Элли охватили раскаяние… и страх.
А если Пол выполнит свою угрозу? Каково будет просыпаться каждое утро в пустой постели, спешить домой, чтобы поделиться радостным известием насчет кого-нибудь из пациентов, и не заставать Пола, напрасно жаждать его прикосновений одинокими ночами?
«Ты нужен мне, Пол, — хотелось сказать ей. — Без тебя нет и меня… Ты утешал меня в трудные минуты, давал советы, если я терзалась сомнениями… приносил мне кофе по утрам… помнил даже о мелочах, не забывал сложить белье, когда приходила моя очередь идти в прачечную…»
Элли не сомневалась в прочности уз, связывающих ее с Полом. Но теперь понимала, что Пол походит на ее пациентов, попавших в тиски непостижимой одержимости. Неужели и она становится такой, как они, теряет власть над собственной жизнью, отдаляется от тех, кто ей дорог?

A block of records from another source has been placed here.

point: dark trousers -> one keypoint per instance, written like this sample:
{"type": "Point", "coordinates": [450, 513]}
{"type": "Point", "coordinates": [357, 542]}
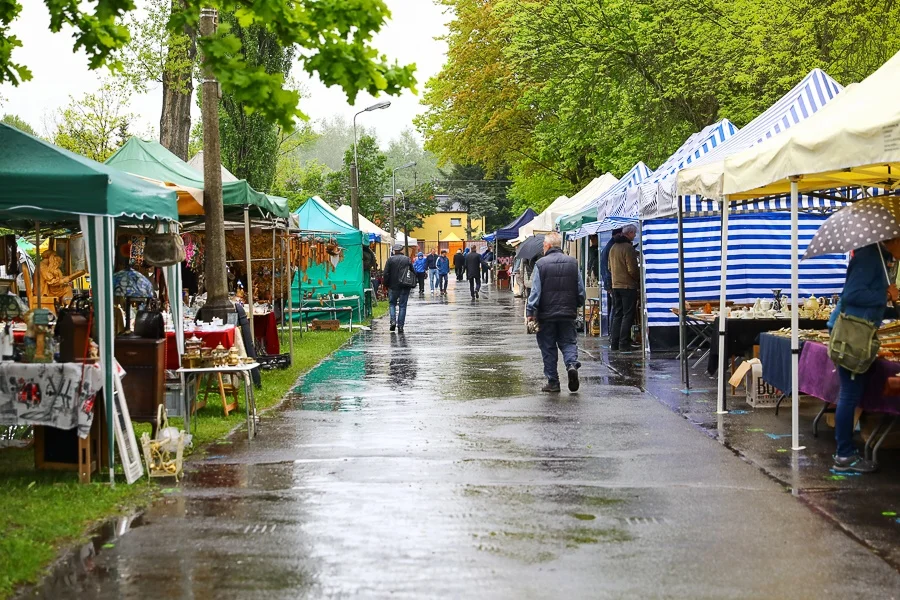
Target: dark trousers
{"type": "Point", "coordinates": [852, 388]}
{"type": "Point", "coordinates": [474, 284]}
{"type": "Point", "coordinates": [624, 305]}
{"type": "Point", "coordinates": [561, 335]}
{"type": "Point", "coordinates": [398, 297]}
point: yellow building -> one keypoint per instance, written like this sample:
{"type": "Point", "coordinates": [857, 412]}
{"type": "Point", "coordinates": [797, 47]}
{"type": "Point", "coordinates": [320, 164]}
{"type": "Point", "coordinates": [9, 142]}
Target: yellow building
{"type": "Point", "coordinates": [441, 224]}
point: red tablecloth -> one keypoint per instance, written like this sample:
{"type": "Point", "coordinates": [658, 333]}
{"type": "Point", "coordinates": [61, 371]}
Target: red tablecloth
{"type": "Point", "coordinates": [266, 329]}
{"type": "Point", "coordinates": [818, 378]}
{"type": "Point", "coordinates": [211, 339]}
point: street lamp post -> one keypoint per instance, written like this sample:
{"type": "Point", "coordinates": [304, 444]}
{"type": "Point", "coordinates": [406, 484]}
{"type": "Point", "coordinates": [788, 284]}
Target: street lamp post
{"type": "Point", "coordinates": [354, 168]}
{"type": "Point", "coordinates": [394, 195]}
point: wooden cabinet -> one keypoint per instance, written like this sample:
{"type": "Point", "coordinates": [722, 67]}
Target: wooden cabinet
{"type": "Point", "coordinates": [144, 361]}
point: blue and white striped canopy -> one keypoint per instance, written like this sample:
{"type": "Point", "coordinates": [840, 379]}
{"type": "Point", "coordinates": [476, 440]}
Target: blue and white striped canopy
{"type": "Point", "coordinates": [595, 211]}
{"type": "Point", "coordinates": [759, 260]}
{"type": "Point", "coordinates": [806, 98]}
{"type": "Point", "coordinates": [657, 191]}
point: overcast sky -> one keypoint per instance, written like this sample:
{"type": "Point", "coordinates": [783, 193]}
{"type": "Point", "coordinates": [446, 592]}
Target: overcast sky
{"type": "Point", "coordinates": [58, 72]}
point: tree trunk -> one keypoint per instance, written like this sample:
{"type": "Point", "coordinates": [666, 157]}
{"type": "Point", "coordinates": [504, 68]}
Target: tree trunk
{"type": "Point", "coordinates": [178, 87]}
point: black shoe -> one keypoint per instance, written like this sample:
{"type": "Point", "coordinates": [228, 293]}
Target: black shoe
{"type": "Point", "coordinates": [551, 386]}
{"type": "Point", "coordinates": [853, 464]}
{"type": "Point", "coordinates": [573, 378]}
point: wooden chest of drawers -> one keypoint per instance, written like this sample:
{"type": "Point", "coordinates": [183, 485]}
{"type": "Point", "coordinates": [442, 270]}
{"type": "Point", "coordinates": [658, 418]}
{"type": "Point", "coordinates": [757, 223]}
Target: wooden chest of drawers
{"type": "Point", "coordinates": [144, 361]}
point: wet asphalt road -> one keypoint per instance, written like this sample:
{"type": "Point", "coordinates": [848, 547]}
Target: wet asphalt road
{"type": "Point", "coordinates": [430, 466]}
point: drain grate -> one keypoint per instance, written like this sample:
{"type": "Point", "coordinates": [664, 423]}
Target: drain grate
{"type": "Point", "coordinates": [259, 529]}
{"type": "Point", "coordinates": [646, 521]}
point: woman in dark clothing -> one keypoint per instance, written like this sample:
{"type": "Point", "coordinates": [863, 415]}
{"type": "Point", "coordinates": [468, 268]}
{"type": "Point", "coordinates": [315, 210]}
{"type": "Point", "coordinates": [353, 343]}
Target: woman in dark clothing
{"type": "Point", "coordinates": [866, 292]}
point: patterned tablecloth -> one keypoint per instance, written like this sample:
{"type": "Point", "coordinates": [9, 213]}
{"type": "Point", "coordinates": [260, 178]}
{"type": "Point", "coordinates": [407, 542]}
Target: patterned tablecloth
{"type": "Point", "coordinates": [57, 395]}
{"type": "Point", "coordinates": [819, 378]}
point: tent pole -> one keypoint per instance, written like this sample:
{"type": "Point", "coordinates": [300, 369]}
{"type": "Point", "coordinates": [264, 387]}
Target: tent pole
{"type": "Point", "coordinates": [682, 341]}
{"type": "Point", "coordinates": [795, 316]}
{"type": "Point", "coordinates": [248, 262]}
{"type": "Point", "coordinates": [723, 360]}
{"type": "Point", "coordinates": [37, 268]}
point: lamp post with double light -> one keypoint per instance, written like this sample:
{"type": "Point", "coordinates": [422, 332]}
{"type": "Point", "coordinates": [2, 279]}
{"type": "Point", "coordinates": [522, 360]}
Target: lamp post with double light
{"type": "Point", "coordinates": [354, 167]}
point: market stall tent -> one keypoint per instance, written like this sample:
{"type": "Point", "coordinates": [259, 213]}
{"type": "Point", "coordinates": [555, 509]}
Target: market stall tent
{"type": "Point", "coordinates": [511, 231]}
{"type": "Point", "coordinates": [705, 180]}
{"type": "Point", "coordinates": [150, 159]}
{"type": "Point", "coordinates": [41, 183]}
{"type": "Point", "coordinates": [316, 220]}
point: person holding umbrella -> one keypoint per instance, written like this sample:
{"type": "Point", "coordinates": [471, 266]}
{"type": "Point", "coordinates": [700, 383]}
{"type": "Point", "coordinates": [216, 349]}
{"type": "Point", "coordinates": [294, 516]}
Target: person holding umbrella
{"type": "Point", "coordinates": [871, 230]}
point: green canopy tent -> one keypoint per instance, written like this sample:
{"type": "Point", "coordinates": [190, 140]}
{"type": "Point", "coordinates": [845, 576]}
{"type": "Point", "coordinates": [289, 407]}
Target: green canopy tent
{"type": "Point", "coordinates": [315, 218]}
{"type": "Point", "coordinates": [41, 184]}
{"type": "Point", "coordinates": [150, 159]}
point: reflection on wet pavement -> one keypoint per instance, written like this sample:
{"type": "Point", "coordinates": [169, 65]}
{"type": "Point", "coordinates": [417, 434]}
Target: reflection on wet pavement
{"type": "Point", "coordinates": [428, 465]}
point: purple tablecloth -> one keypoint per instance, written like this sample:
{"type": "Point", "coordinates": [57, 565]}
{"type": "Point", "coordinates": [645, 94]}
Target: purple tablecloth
{"type": "Point", "coordinates": [818, 378]}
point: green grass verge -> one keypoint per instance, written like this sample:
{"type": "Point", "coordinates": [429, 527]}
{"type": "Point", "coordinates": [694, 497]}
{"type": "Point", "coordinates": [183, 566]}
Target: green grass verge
{"type": "Point", "coordinates": [44, 511]}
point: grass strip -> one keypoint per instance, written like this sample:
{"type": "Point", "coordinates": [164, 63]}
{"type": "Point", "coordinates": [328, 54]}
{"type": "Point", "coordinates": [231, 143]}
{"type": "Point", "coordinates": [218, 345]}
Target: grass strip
{"type": "Point", "coordinates": [45, 511]}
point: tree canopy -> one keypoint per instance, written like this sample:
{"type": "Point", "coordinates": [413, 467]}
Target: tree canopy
{"type": "Point", "coordinates": [561, 91]}
{"type": "Point", "coordinates": [333, 41]}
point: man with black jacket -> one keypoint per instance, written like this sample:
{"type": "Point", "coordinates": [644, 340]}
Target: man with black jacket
{"type": "Point", "coordinates": [473, 272]}
{"type": "Point", "coordinates": [557, 291]}
{"type": "Point", "coordinates": [398, 293]}
{"type": "Point", "coordinates": [458, 264]}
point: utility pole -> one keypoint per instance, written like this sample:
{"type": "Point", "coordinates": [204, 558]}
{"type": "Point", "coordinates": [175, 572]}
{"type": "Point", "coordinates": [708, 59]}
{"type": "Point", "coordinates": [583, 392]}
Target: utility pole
{"type": "Point", "coordinates": [215, 279]}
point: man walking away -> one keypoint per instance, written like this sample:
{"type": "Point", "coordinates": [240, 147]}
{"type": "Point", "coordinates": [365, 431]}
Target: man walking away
{"type": "Point", "coordinates": [605, 276]}
{"type": "Point", "coordinates": [458, 263]}
{"type": "Point", "coordinates": [625, 284]}
{"type": "Point", "coordinates": [557, 291]}
{"type": "Point", "coordinates": [473, 272]}
{"type": "Point", "coordinates": [431, 267]}
{"type": "Point", "coordinates": [487, 260]}
{"type": "Point", "coordinates": [443, 270]}
{"type": "Point", "coordinates": [398, 293]}
{"type": "Point", "coordinates": [419, 266]}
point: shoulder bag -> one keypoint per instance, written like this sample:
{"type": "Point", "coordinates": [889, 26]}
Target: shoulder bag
{"type": "Point", "coordinates": [854, 342]}
{"type": "Point", "coordinates": [407, 276]}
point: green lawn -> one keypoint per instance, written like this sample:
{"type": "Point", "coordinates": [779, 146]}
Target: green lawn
{"type": "Point", "coordinates": [44, 511]}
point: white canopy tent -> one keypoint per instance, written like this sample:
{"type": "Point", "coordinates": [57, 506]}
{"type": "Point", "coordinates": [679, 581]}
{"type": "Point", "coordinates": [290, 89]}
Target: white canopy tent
{"type": "Point", "coordinates": [707, 179]}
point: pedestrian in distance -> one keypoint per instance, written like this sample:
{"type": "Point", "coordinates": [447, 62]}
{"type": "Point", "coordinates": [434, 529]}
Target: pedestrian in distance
{"type": "Point", "coordinates": [867, 290]}
{"type": "Point", "coordinates": [473, 272]}
{"type": "Point", "coordinates": [431, 267]}
{"type": "Point", "coordinates": [487, 261]}
{"type": "Point", "coordinates": [626, 279]}
{"type": "Point", "coordinates": [398, 286]}
{"type": "Point", "coordinates": [443, 269]}
{"type": "Point", "coordinates": [557, 291]}
{"type": "Point", "coordinates": [458, 264]}
{"type": "Point", "coordinates": [420, 266]}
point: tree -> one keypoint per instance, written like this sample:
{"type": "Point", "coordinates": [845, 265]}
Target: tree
{"type": "Point", "coordinates": [95, 125]}
{"type": "Point", "coordinates": [373, 178]}
{"type": "Point", "coordinates": [333, 41]}
{"type": "Point", "coordinates": [157, 55]}
{"type": "Point", "coordinates": [250, 144]}
{"type": "Point", "coordinates": [18, 123]}
{"type": "Point", "coordinates": [417, 204]}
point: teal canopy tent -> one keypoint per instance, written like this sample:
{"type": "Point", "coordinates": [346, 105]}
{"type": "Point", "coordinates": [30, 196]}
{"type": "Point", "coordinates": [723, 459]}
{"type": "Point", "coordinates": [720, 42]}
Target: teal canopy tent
{"type": "Point", "coordinates": [43, 185]}
{"type": "Point", "coordinates": [317, 221]}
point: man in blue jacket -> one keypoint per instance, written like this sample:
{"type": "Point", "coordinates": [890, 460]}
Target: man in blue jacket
{"type": "Point", "coordinates": [443, 269]}
{"type": "Point", "coordinates": [431, 267]}
{"type": "Point", "coordinates": [557, 291]}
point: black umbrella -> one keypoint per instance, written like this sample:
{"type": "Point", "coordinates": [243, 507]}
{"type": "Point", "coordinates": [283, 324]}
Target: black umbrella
{"type": "Point", "coordinates": [531, 248]}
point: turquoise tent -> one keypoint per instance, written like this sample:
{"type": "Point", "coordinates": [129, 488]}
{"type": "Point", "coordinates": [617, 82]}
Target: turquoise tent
{"type": "Point", "coordinates": [318, 220]}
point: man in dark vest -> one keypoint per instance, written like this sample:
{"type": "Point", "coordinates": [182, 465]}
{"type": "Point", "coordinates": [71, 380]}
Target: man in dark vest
{"type": "Point", "coordinates": [557, 291]}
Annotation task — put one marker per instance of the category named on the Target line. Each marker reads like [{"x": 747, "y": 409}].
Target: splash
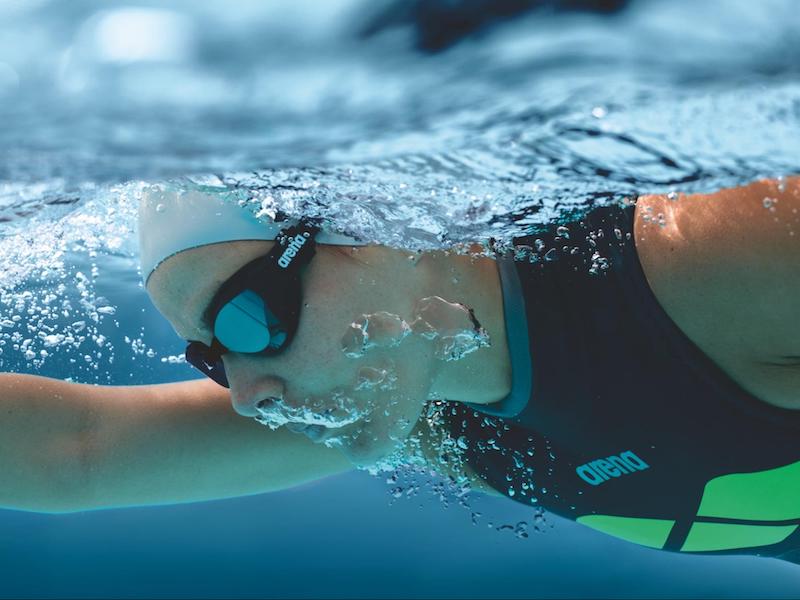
[{"x": 451, "y": 326}]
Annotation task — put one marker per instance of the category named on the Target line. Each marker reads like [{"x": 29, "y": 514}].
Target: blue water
[{"x": 518, "y": 124}]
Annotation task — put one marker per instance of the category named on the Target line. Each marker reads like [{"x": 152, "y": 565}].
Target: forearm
[
  {"x": 184, "y": 443},
  {"x": 68, "y": 447}
]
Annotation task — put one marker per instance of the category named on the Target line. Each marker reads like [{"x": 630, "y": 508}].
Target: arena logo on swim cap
[
  {"x": 294, "y": 246},
  {"x": 601, "y": 470}
]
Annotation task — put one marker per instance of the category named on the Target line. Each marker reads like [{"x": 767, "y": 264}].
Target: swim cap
[{"x": 171, "y": 221}]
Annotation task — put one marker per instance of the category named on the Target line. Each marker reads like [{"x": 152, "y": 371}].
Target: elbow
[{"x": 67, "y": 477}]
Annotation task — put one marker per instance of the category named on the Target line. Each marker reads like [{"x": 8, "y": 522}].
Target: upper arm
[
  {"x": 44, "y": 429},
  {"x": 726, "y": 268}
]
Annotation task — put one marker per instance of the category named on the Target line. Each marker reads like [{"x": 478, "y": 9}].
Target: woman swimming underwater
[{"x": 636, "y": 370}]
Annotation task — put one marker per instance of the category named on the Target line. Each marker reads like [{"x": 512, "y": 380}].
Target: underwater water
[{"x": 524, "y": 121}]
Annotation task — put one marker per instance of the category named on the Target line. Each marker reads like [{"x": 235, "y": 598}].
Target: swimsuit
[{"x": 616, "y": 419}]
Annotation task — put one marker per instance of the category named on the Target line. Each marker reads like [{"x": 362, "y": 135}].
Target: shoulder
[{"x": 726, "y": 268}]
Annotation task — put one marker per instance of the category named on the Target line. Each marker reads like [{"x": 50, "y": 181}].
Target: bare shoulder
[{"x": 726, "y": 268}]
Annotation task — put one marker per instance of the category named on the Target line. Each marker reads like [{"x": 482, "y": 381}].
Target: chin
[{"x": 366, "y": 453}]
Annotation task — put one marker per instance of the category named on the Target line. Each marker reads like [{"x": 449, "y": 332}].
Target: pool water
[{"x": 524, "y": 121}]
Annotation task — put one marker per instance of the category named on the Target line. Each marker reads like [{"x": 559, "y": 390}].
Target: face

«Вовсе нет, — спокойно возразил внутренний голос. — Твоя мечта — самая естественная в мире. Того же самого хочет почти каждая женщина».
— Я не могу обещать, что все изменится, — заговорила она. — Однако так не может продолжаться вечно. Этому когда-нибудь придет конец.
— Но когда? Когда же? — Мука, терзавшая и Элли, отразилась в глазах Пола. Его пальцы больно впились в ее плечи.
Внезапно все стало простым и ясным. Если отбросить все лишнее, происходящее окажется незамысловатым, как детский Рисунок. «Элементарно, мой дорогой Ватсон», — подумала Элли, и ее губы тронула улыбка. Почему же Пол ничего не понимает? Ведь стоит потерпеть еще немного — и их жизнь станет прекрасной!
— Когда у меня будет ребенок, — ответила она.
В Отделении интенсивной терапии новорожденных имени Генри Картера Дикона не было смотрового окна, выходящего в общий коридор больницы.
Толкнув вращающуюся дверь, глава ОИТН доктор Пол Найтингейл уже в который раз мысленно поблагодарил чуткого человека, догадавшегося разместить его отделение над обычным родильным. Сейчас в отделении было пятнадцать палат для выхаживания недоношенных детей. Для каждой предназначался отдельный пост, новейшее стационарное оборудование и квалифицированные специалисты. Жизнь крохотных пациентов висела на волоске, за их состоянием пристально следили врачи и сестры. Еще труднее приходилось родителям. Но по крайней мере когда они приходили навестить своих малышей, им не приходилось видеть сквозь смотровые окна здоровых, доношенных детей.
Пол направился к глубоким раковинам из нержавеющей стали справа от входа. Табличка, висящая над емкостью для эксидина, гласила: «Прежде чем навестить своего ребенка, снимите все украшения и тщательной вымойте щеткой руки до локтя в течение двух минут». Моя руки, Пол заметил возле третьего инкубатора одну из матерей, Серену Блэнкеншип.
— Неудачная ночь, — пробормотала Марта Хили, украдкой кивнув в сторону Серены.
Марта стояла у стола за жирной красной чертой, разделявшей пол на две зоны — нестерильную и относительно стерильную. Тем, кто не вымыл предварительно руки, запрещалось пересекать черту, охраняемую Мартой и другими сестрами так же ревностно, как государственную границу.